Because of all the above benefits, our bureaucrats, policymakers, and think tanks have always favored to have the peg and we have never even entertained the debate to remove the peg. They were right, until now. The current rupee crisis has thrown all past logics out of the window and calls for a serious debate on whether we should maintain the peg.
Global experience has shown that the peg is very difficult to maintain over a long period of time. Most often than not, a peg sustained over a long period of time has resulted into a financial crisis forcing countries to un-peg and opt for a floating exchange regime. The Mexican financial crisis of 1994-95 and the Asian Crisis of 1997 are typical examples. The Asian crisis and an artificially high fixed exchange rate further caused the Russian Crisis in 1998. In all the three above examples, an illogical attempt to maintain a high value of the local currency to respect the peg resulted into an overvaluation of the local currency. It resulted in severe depletion of the foreign reserve supplies just like the rupee shortage we are experiencing. Such a situation is called a currency crisis.
After the Asian crisis, Thailand was forced to un-peg its currency with the US dollar. The Asian crisis began in Thailand after Thai baht collapsed and the government failed to support its fixed exchange rate as it had run out of foreign currency.
We are not the only country in the region grappling with the economics of having a fixed exchange regime. Nepal has also pegged its currency to the Indian rupee at 1.6 to 1 meaning that Nepali rupee 160 is equivalent to Indian rupee 100 which was last adjusted in 1993.
However, Nepal’s situation is a bit different because its Foreign Exchange Regulation Act 1962 allows the central bank to follow the floating exchange rate regime. This means that despite its freedom to move away from the peg, it has chosen to stick to it because of political and economic instabilities in Nepal which could erode people’s confidence in the Nepali rupee if the peg is removed.
Moreover, over the past few years, the Indian economy has been growing at more than eight percent while Nepal growth rate has is about half of that. This is a much cited reason by experts to retain the peg because the better growth rate of India makes the Nepali rupee also stronger.
Here, Nepal’s argument of respecting the peg with the Indian rupee because India is doing better than them doesn’t apply to Bhutan.
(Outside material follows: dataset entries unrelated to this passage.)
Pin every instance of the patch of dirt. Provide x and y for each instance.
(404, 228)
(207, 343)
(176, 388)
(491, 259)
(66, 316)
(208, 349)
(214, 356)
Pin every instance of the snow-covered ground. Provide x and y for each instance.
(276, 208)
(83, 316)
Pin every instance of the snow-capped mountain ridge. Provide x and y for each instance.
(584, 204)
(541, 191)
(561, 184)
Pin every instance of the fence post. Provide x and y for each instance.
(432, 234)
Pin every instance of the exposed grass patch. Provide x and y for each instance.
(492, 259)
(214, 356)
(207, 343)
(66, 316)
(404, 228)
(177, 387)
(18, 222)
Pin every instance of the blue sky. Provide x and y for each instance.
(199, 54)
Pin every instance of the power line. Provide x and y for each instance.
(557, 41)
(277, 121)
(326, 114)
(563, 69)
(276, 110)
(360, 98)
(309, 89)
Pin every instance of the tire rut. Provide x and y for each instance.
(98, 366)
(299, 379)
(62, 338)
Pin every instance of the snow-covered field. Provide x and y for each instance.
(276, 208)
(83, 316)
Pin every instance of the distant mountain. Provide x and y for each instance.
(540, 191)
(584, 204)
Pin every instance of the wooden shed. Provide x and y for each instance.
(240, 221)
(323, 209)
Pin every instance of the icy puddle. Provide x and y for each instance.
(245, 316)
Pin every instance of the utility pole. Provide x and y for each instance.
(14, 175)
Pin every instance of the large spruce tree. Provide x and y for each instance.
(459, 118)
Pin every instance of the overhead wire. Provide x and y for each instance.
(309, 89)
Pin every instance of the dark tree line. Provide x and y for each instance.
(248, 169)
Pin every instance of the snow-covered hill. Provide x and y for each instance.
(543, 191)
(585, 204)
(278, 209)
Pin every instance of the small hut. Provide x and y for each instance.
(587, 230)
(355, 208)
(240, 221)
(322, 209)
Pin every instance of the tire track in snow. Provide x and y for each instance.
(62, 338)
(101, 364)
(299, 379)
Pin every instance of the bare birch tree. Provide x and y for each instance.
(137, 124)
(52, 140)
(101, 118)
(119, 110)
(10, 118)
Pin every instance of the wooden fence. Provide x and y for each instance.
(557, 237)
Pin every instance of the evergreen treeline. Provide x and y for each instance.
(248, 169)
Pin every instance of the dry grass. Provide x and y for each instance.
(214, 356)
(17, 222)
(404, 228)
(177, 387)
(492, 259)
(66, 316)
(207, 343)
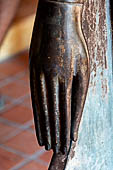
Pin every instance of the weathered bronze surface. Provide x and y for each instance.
(59, 75)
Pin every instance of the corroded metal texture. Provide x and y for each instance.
(59, 75)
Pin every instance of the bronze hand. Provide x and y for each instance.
(59, 74)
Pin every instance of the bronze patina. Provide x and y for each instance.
(59, 75)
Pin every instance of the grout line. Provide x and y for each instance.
(29, 159)
(16, 132)
(14, 151)
(14, 103)
(41, 162)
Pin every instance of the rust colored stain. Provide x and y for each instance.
(94, 27)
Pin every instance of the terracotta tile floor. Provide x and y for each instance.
(19, 149)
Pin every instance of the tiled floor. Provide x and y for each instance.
(19, 149)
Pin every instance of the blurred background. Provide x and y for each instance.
(19, 149)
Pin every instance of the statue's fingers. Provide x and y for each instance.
(54, 114)
(35, 104)
(65, 115)
(45, 118)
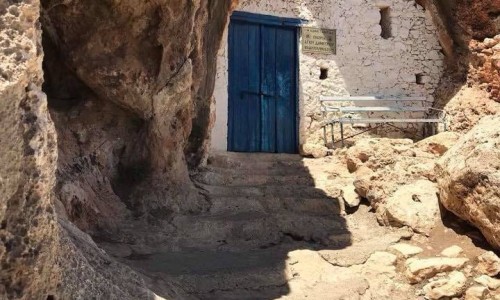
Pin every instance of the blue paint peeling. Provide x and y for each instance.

In the past five years, we have experienced an average growth rate of 9.82% with a high of 19.7% in 2007 which is much higher than that of India.
Despite being in either extremes of India in the economic growth scale, it is intriguing to note here that both Bhutan and Nepal is skeptic of doing away with the peg. This shows that there is much beyond actual economics to move away from the peg. There is an ardent lack of political will even to attempt it.
Going back to actual economics, the pegging regime comes with a lot of baggage. One never knows the real economic scenario because growth indicators are dictated by the foreign currency – the Indian rupee in our case. The Mundell-Fleming model says that fixed exchange rate system restricts the effectiveness of having an independent monetary policy to achieve macroeconomic stability. In our context, it means that Bhutan cannot use its monetary policy effectively without assistance from the Indian government. Recently, a foreign expert, with support from the UNDP conducted a study in Bhutan and it recommended Bhutan to have an independent exchange rate policy meaning to remove the peg from the rupee. But the central bank and the government were quick to hush up the suggestion.
Global financial experts are of the consensus that while the peg has certain advantages and a floating regime is not without flaws, the latter is a much better regime to value and understand one’s own currency and to facilitate market equilibrium. In light of the current currency crisis, Bhutan is desperately looking for answers and removing the peg may be the best way for the long run. We can begin by debating on it.